Now keep in mind this guy has been repeatedly re-elected. How does a person serve that long in federal elected office (where laws pertaining to health and reproductive rights are forged, and his vote counts on all of them) with that level of ignorance, and how does a public keep electing someone, either not knowing how underinformed he is, or believing in the same nonsense?

So, in that regard, the holding of bizarre beliefs by higher-profile musicians we happen to know about shouldn't really surprise us. There's an awful lot of that going around.


*** Apologies to Stephen Colbert.


----------



## noman (Jul 24, 2006)

In regards to that Neanderthal Akin fool, just goes to show that many citizens are also ignorant if they keep electing a guy with such extreme beliefs! Another state that I don't have to visit!


----------



## mhammer (Nov 30, 2007)

Exactly. Mustaine, and many others, are simply one more person holding weird beliefs...except we happen to know about him because he plays pointy guitars really loud and fast. Of course, when we like someone for a different reason, we can either a) be terribly disappointed in them when they do something we DON'T like, or b) overlook their stupidity because the thing we like about them is important to us.

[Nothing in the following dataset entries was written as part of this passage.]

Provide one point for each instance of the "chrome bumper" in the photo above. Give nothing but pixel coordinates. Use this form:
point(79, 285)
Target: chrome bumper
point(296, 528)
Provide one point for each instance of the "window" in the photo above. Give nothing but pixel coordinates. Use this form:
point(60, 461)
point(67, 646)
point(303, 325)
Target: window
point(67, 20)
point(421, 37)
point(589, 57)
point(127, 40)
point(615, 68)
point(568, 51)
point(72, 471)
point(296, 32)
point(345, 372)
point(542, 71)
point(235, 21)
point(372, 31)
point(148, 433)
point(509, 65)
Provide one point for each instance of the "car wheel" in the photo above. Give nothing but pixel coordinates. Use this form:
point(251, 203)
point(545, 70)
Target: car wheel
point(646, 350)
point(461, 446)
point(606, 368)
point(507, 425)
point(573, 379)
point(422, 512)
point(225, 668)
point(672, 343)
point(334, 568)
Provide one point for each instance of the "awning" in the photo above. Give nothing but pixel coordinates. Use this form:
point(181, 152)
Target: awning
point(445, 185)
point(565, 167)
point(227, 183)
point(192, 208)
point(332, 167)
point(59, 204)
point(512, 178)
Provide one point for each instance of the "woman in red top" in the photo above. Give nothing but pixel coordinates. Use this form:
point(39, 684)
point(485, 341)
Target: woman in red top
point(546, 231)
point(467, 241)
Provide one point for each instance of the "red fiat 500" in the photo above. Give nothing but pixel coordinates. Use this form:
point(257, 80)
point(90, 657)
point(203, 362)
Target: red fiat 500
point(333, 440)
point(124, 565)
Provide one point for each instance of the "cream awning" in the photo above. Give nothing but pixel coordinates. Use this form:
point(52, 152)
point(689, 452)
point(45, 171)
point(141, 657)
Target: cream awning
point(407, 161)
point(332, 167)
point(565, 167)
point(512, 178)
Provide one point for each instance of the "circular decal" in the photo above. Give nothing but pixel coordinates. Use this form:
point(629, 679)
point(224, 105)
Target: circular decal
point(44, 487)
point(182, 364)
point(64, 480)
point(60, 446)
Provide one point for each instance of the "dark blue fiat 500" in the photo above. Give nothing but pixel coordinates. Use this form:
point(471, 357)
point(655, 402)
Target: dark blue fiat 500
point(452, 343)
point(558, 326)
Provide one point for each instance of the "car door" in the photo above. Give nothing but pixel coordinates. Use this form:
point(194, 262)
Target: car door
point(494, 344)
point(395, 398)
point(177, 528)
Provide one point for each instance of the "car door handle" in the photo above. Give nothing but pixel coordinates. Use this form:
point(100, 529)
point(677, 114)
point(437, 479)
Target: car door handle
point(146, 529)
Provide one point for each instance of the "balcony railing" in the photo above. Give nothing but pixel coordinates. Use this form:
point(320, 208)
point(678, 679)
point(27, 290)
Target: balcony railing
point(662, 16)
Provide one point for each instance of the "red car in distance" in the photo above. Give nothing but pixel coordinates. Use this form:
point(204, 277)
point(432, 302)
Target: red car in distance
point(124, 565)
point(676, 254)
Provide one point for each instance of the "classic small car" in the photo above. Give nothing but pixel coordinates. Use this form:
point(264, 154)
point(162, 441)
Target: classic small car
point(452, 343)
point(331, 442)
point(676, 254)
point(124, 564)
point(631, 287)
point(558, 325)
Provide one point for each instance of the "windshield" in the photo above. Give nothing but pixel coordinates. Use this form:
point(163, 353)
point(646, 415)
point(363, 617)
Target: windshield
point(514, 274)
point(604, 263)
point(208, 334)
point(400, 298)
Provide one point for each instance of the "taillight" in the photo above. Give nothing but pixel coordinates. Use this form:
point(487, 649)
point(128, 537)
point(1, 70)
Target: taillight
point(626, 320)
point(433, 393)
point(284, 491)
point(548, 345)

Case in point. Ted Nugent drives me up the fricking wall, across the ceiling and down the other side with his "political views". I'm not especially fond of his music or lyrical content. But I happened to spend an afternoon with him many years ago, and he was genuinely nice to me and my friend (who was seriously disfigured, and could have easily and understandably prompted a "Yeah, I'll catch up with you guys later. Nice meeting you" response from Nugent), and I know he has also gone out of his way for kids, so I bite my tongue and overlook the political stupidity. I suspect others here and elsewhere will experience a similar thing about Mustaine. Perhaps his music was important to them at a certain point int heir lives, and for that they will look the other way.


----------



## Accept2 (Jan 1, 2006)

From Alice:
"If you're listening to a rock star in order to get your information on who to vote for, you're a bigger moron than they are. Why are we rock stars? Because we're morons. We sleep all day, we play music at night and very rarely do we sit around reading the Washington Journal."


----------



## Hamstrung (Sep 21, 2007)

Accept2 said:


> From Alice:
> "If you're listening to a rock star in order to get your information on who to vote for, you're a bigger moron than they are. Why are we rock stars? Because we're morons. We sleep all day, we play music at night and very rarely do we sit around reading the Washington Journal."


"These words he speaks are true! We're all humanary stew!..."


----------